Увидев бегство врагов, Квазимодо, ни на минуту не перестававший обороняться, упал на колени и простер руки к небу. Затем, опьянев от радости, он с быстротой птицы помчался в келью, вход в которую так храбро защищал. У него была одна только мысль: преклонить колени перед той, которую он сегодня спас во второй раз.
Войдя в келью, он увидал, что она пуста.
Книга одиннадцатая
I. Башмачок
В то время как бродяги осадили собор, Эсмеральда спала.

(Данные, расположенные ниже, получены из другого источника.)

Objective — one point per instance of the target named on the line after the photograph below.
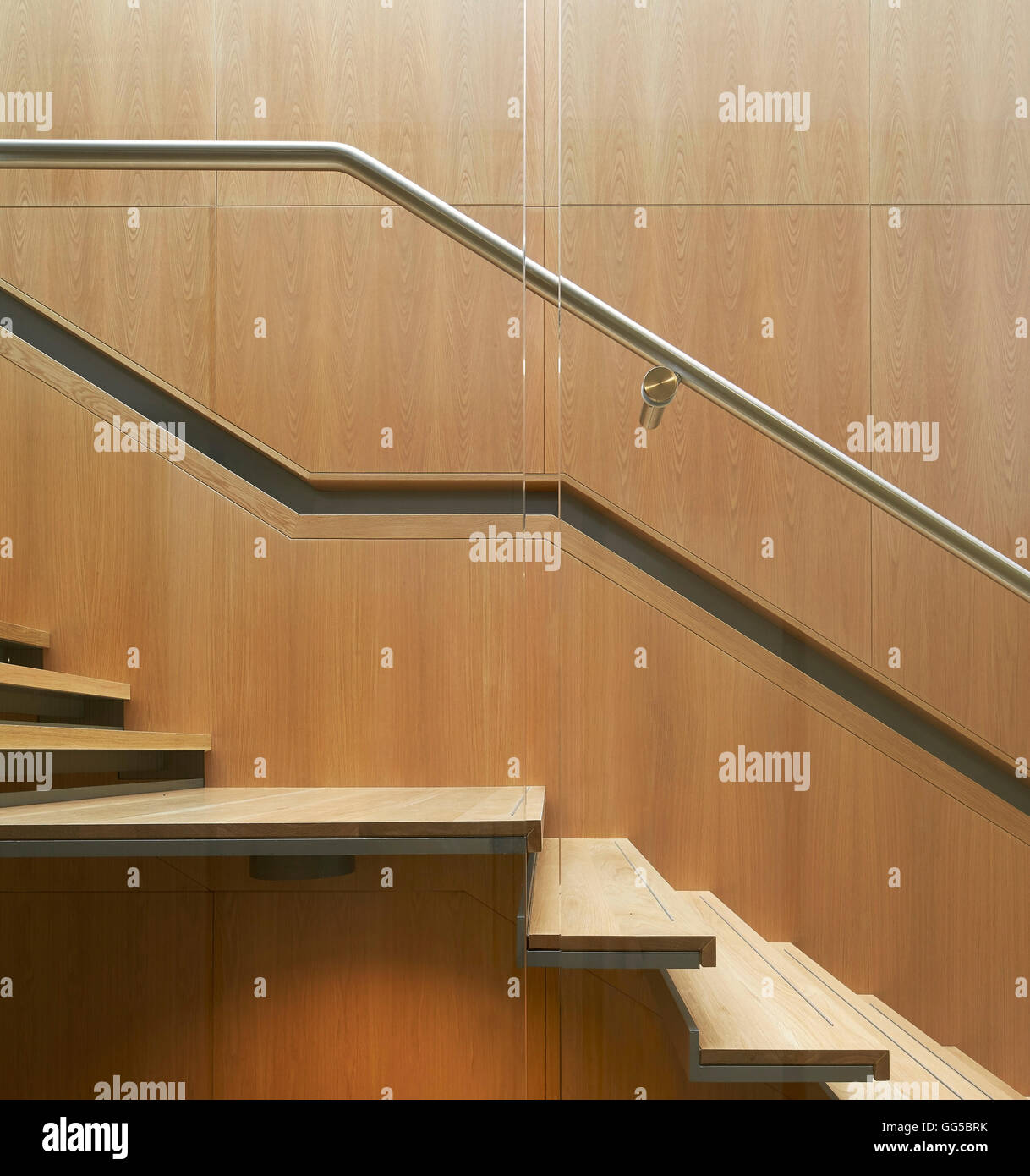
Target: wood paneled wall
(280, 657)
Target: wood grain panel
(66, 684)
(640, 102)
(948, 291)
(705, 278)
(148, 292)
(114, 72)
(364, 992)
(348, 811)
(105, 985)
(373, 327)
(422, 86)
(283, 653)
(945, 78)
(642, 760)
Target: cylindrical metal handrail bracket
(127, 154)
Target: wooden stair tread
(54, 738)
(65, 684)
(749, 1013)
(286, 813)
(603, 895)
(24, 635)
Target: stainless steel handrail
(127, 154)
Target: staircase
(737, 1008)
(63, 735)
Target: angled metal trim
(211, 156)
(704, 1071)
(611, 961)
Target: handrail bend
(127, 154)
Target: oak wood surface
(353, 811)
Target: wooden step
(23, 635)
(285, 813)
(919, 1068)
(53, 738)
(748, 1016)
(30, 679)
(990, 1083)
(605, 896)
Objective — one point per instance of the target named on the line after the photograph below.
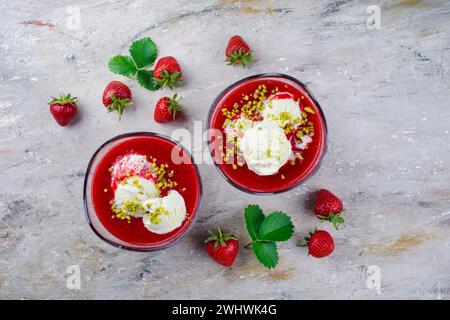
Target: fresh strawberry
(167, 73)
(116, 97)
(238, 52)
(167, 109)
(223, 248)
(320, 243)
(328, 207)
(64, 108)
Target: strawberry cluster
(166, 74)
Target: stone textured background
(385, 94)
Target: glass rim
(321, 114)
(85, 186)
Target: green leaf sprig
(143, 53)
(265, 232)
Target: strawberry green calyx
(220, 238)
(334, 218)
(240, 58)
(64, 99)
(306, 239)
(118, 104)
(174, 105)
(169, 80)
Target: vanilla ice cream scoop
(265, 148)
(165, 214)
(130, 194)
(282, 110)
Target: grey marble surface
(385, 93)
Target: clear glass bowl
(257, 184)
(90, 210)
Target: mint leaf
(143, 52)
(146, 80)
(276, 227)
(266, 253)
(253, 218)
(122, 65)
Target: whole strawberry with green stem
(238, 52)
(320, 244)
(167, 73)
(64, 108)
(167, 109)
(329, 207)
(222, 247)
(116, 97)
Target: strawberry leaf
(143, 52)
(146, 80)
(276, 227)
(253, 218)
(266, 253)
(122, 65)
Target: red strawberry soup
(240, 118)
(137, 195)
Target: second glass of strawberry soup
(150, 165)
(290, 106)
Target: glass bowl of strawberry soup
(267, 133)
(142, 191)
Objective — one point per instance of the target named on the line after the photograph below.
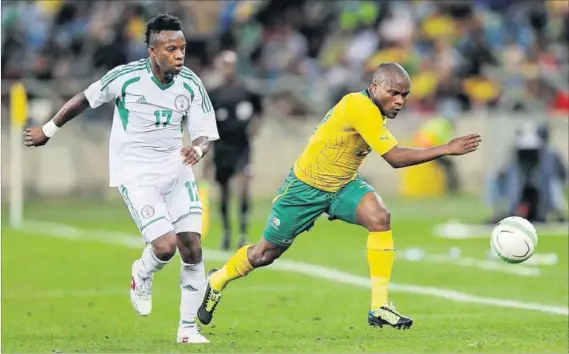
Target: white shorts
(164, 204)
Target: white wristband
(49, 128)
(198, 150)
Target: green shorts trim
(297, 205)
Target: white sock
(192, 286)
(148, 263)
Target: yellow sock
(380, 256)
(236, 267)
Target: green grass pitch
(71, 295)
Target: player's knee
(263, 257)
(379, 221)
(165, 247)
(190, 247)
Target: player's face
(169, 51)
(390, 95)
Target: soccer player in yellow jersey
(325, 179)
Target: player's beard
(169, 76)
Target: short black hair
(162, 22)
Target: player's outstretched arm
(39, 136)
(399, 157)
(191, 155)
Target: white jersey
(149, 119)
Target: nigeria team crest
(182, 103)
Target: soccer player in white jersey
(155, 100)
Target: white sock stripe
(156, 259)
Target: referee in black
(238, 112)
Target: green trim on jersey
(189, 75)
(154, 79)
(192, 94)
(127, 69)
(123, 112)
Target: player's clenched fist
(191, 155)
(35, 136)
(464, 144)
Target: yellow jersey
(341, 142)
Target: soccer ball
(513, 239)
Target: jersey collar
(155, 79)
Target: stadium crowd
(461, 55)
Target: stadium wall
(75, 162)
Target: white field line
(337, 276)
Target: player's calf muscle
(372, 214)
(263, 254)
(189, 245)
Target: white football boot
(191, 335)
(141, 292)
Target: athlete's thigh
(148, 210)
(243, 161)
(183, 202)
(295, 209)
(345, 204)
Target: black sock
(224, 208)
(244, 214)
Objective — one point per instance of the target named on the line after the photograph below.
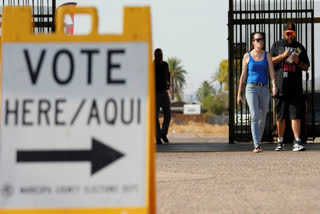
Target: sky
(195, 31)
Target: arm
(271, 71)
(169, 77)
(300, 63)
(243, 77)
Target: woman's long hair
(252, 38)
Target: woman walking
(255, 64)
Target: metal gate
(43, 13)
(247, 16)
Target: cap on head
(289, 27)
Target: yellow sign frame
(136, 27)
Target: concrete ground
(232, 179)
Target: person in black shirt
(290, 59)
(162, 97)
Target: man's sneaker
(159, 141)
(297, 146)
(257, 149)
(164, 139)
(280, 145)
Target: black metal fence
(43, 13)
(247, 16)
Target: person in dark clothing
(289, 58)
(162, 97)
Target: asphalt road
(236, 181)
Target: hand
(274, 91)
(285, 54)
(239, 99)
(295, 59)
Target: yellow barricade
(77, 117)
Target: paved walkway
(212, 177)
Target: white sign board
(191, 109)
(73, 125)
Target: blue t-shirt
(257, 70)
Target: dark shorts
(288, 107)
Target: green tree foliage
(205, 90)
(177, 74)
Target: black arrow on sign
(100, 156)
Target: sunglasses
(259, 40)
(292, 34)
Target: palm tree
(177, 75)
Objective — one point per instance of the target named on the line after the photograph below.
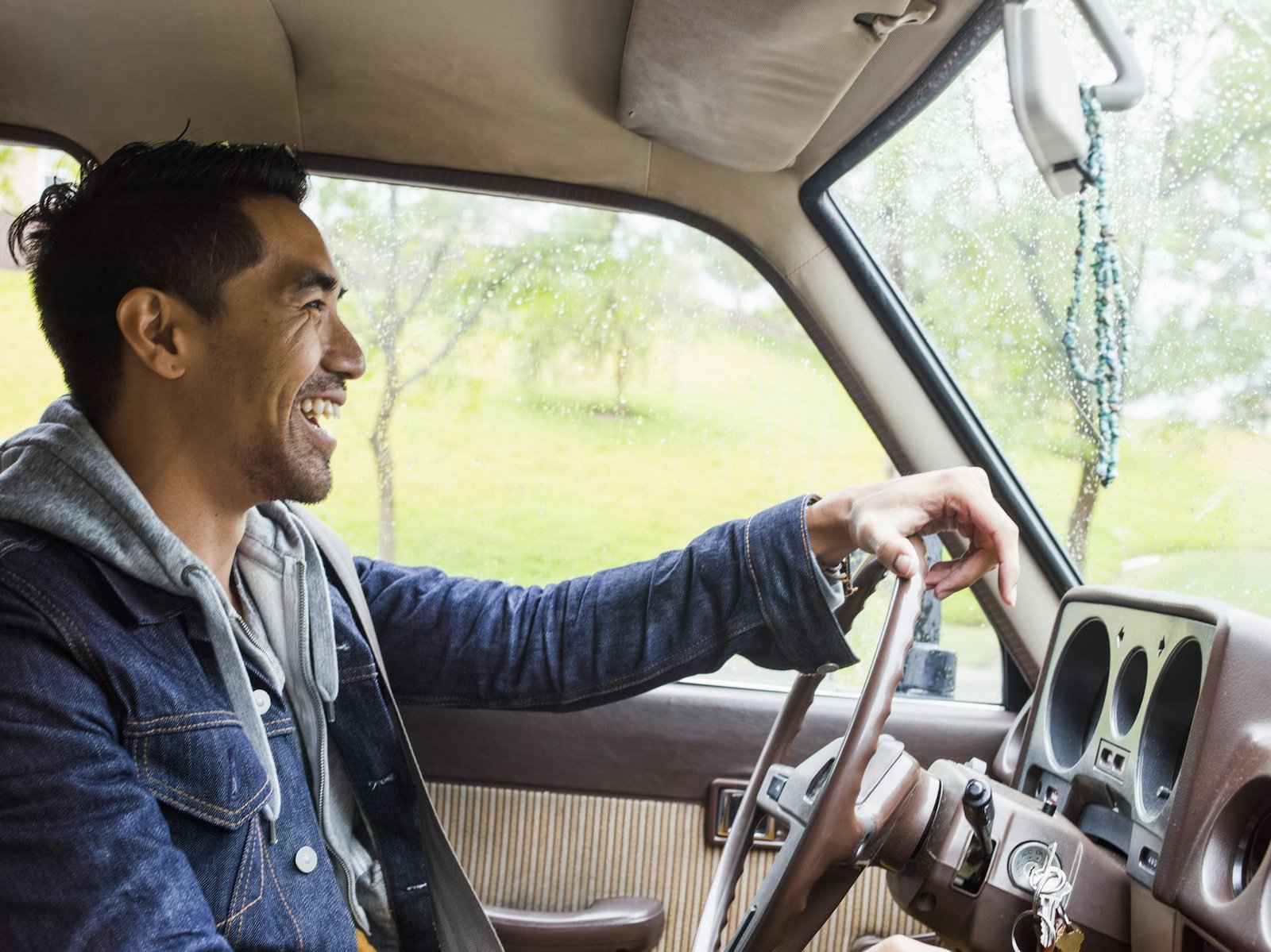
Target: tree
(425, 272)
(985, 256)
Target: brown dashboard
(1152, 732)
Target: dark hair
(165, 216)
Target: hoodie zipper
(323, 757)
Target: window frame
(1014, 687)
(898, 321)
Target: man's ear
(156, 327)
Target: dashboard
(1150, 732)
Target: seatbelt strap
(462, 920)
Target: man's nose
(343, 353)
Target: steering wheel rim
(820, 861)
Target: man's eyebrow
(319, 279)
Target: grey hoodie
(59, 477)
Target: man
(199, 749)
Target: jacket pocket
(200, 763)
(205, 774)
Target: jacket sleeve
(84, 850)
(743, 588)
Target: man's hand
(881, 518)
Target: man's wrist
(828, 534)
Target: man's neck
(176, 486)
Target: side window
(32, 376)
(556, 389)
(551, 391)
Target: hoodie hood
(60, 477)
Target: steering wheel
(858, 800)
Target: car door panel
(554, 811)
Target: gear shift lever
(978, 808)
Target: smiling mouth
(315, 410)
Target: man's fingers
(997, 537)
(899, 554)
(964, 572)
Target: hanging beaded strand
(1111, 341)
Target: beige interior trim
(486, 86)
(529, 850)
(748, 83)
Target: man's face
(273, 366)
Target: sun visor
(748, 83)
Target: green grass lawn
(531, 480)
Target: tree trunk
(387, 499)
(620, 374)
(1080, 518)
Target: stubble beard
(289, 471)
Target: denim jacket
(129, 789)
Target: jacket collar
(144, 603)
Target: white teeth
(315, 408)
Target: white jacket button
(307, 861)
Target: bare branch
(466, 325)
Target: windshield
(953, 209)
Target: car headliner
(521, 88)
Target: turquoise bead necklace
(1111, 311)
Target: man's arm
(744, 588)
(86, 859)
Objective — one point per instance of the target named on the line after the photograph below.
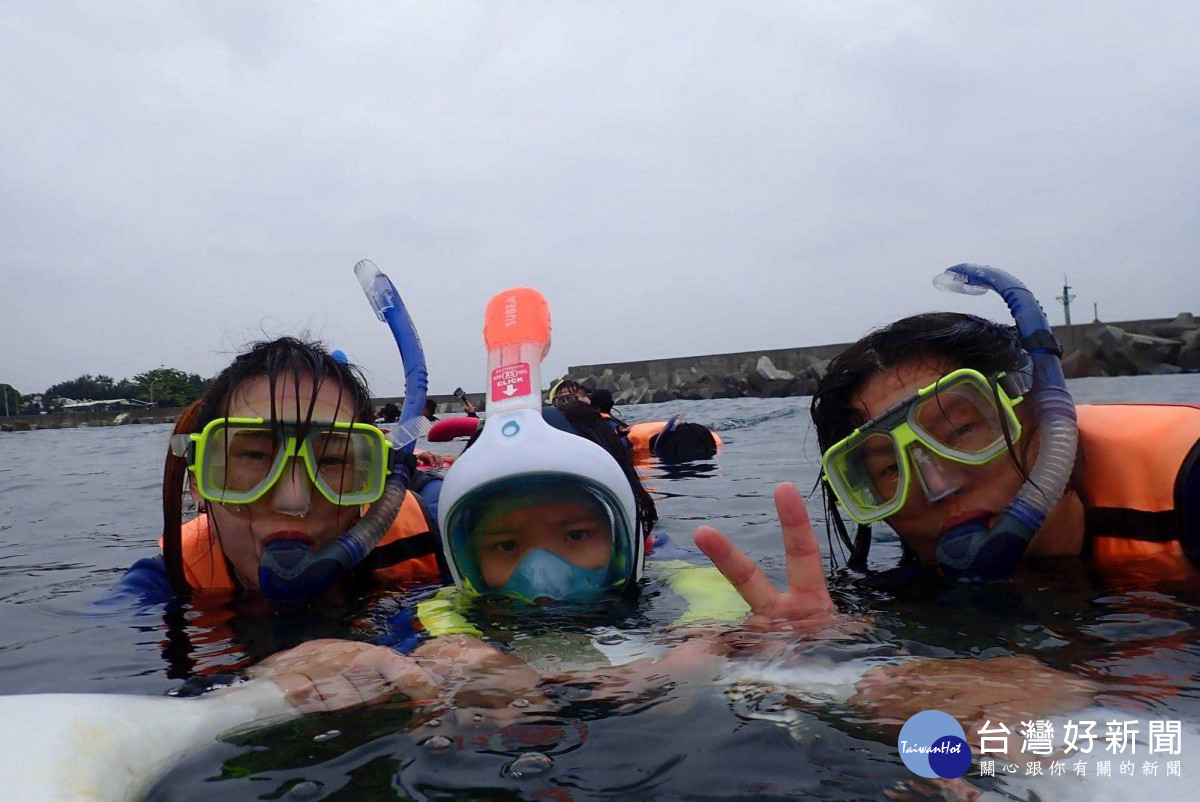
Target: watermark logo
(934, 744)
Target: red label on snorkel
(511, 382)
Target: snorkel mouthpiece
(291, 572)
(972, 550)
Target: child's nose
(293, 492)
(940, 477)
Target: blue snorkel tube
(972, 550)
(291, 570)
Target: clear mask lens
(505, 537)
(961, 418)
(240, 462)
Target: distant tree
(85, 387)
(10, 400)
(168, 387)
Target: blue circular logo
(933, 744)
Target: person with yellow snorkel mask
(961, 435)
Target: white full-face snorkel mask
(528, 510)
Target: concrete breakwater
(1125, 348)
(78, 419)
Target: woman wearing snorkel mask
(279, 449)
(960, 435)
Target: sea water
(77, 507)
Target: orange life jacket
(407, 551)
(640, 434)
(1135, 459)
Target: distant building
(107, 405)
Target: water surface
(77, 507)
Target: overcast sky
(678, 178)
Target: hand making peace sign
(807, 599)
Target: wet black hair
(601, 400)
(283, 359)
(684, 443)
(569, 387)
(589, 424)
(963, 340)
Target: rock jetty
(1169, 346)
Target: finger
(743, 573)
(342, 690)
(805, 570)
(401, 672)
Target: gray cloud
(676, 178)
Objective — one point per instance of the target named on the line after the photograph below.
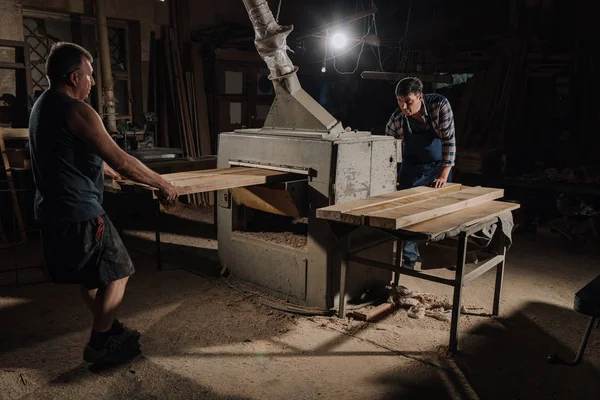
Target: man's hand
(439, 183)
(443, 178)
(168, 193)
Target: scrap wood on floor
(417, 304)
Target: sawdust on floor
(202, 339)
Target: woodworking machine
(325, 164)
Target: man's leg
(89, 297)
(106, 302)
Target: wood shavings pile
(420, 305)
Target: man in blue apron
(425, 124)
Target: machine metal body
(328, 164)
(337, 171)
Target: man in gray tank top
(70, 153)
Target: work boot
(117, 349)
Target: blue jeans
(413, 177)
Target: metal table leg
(458, 286)
(157, 239)
(498, 286)
(398, 261)
(344, 252)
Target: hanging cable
(278, 11)
(362, 47)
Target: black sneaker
(129, 331)
(117, 349)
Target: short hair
(63, 59)
(409, 85)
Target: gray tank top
(69, 177)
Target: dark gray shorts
(90, 253)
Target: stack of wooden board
(192, 182)
(411, 209)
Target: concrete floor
(203, 339)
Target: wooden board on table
(15, 133)
(335, 212)
(359, 216)
(210, 180)
(422, 211)
(461, 219)
(227, 181)
(180, 176)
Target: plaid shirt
(439, 112)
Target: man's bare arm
(108, 171)
(87, 125)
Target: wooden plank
(207, 172)
(423, 211)
(201, 103)
(461, 219)
(271, 200)
(15, 133)
(9, 65)
(212, 183)
(12, 189)
(372, 314)
(225, 178)
(334, 212)
(357, 217)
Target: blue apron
(421, 165)
(421, 157)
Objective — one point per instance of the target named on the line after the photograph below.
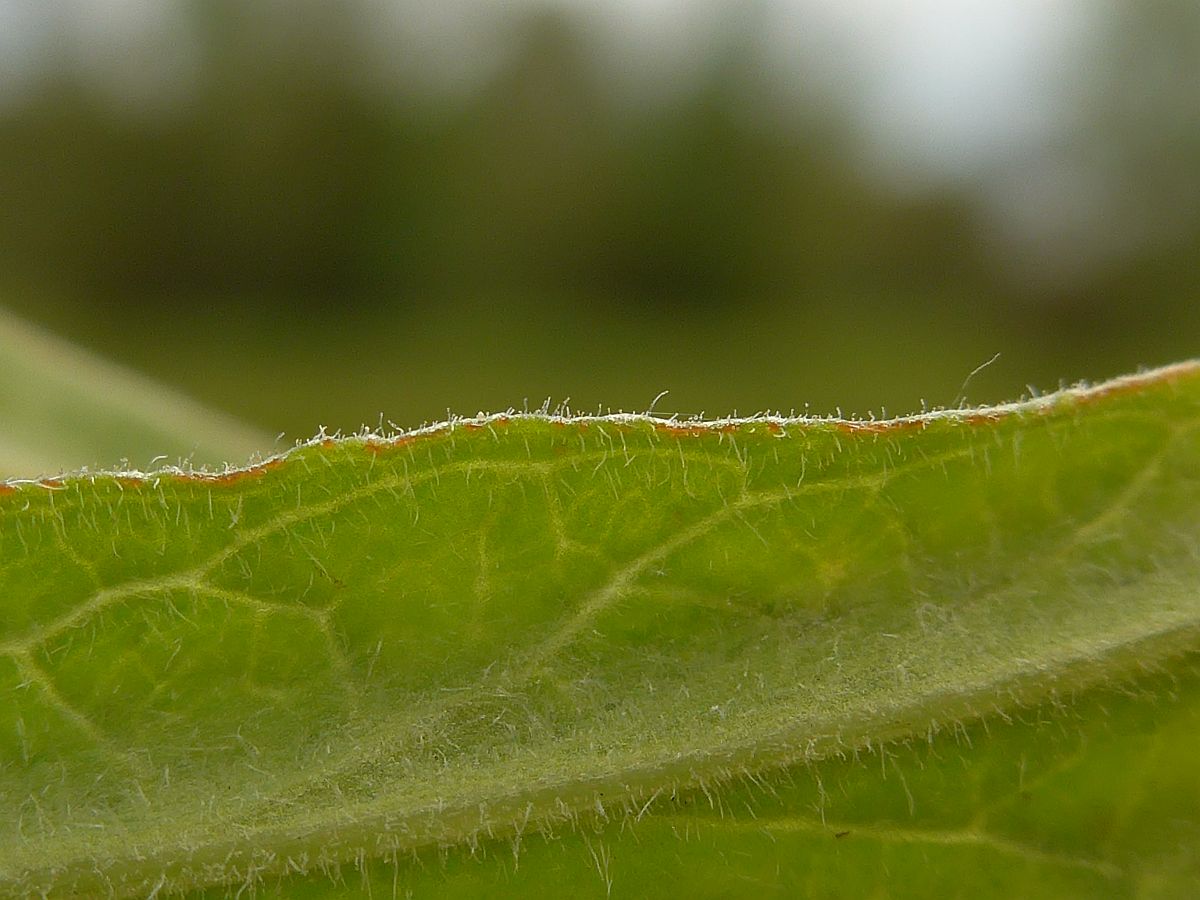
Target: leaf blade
(384, 646)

Вскоре ее разбудил все увеличивавшийся шум на площади и беспокойное блеяние козы, проснувшейся раньше ее. Девушка встала с постели, прислушалась, огляделась и, испуганная ярким светом и шумом, выбежала из кельи, чтобы посмотреть, что случилось. Вид площади, смутные призраки, метавшиеся по ней, беспорядок этого ночного нападения, отвратительная толпа, напоминавшая полчище прыгающих лягушек и смутно видневшаяся в темноте, хриплое карканье толпы, одиночные красные факелы, мелькавшие в потемках, точно ночные огни на туманной поверхности болота, – вся эта сцена произвела на Эсмеральду впечатление какой-то таинственной битвы между чудовищами шабаша и каменными статуями собора. Зараженная с детства суевериями цыганского племени, она было подумала, что присутствует на игрище, устроенном таинственными существами, бродящими по ночам. В ужасе бросилась она назад в келью и притаилась там, моля свое ложе послать ей менее страшные сновидения.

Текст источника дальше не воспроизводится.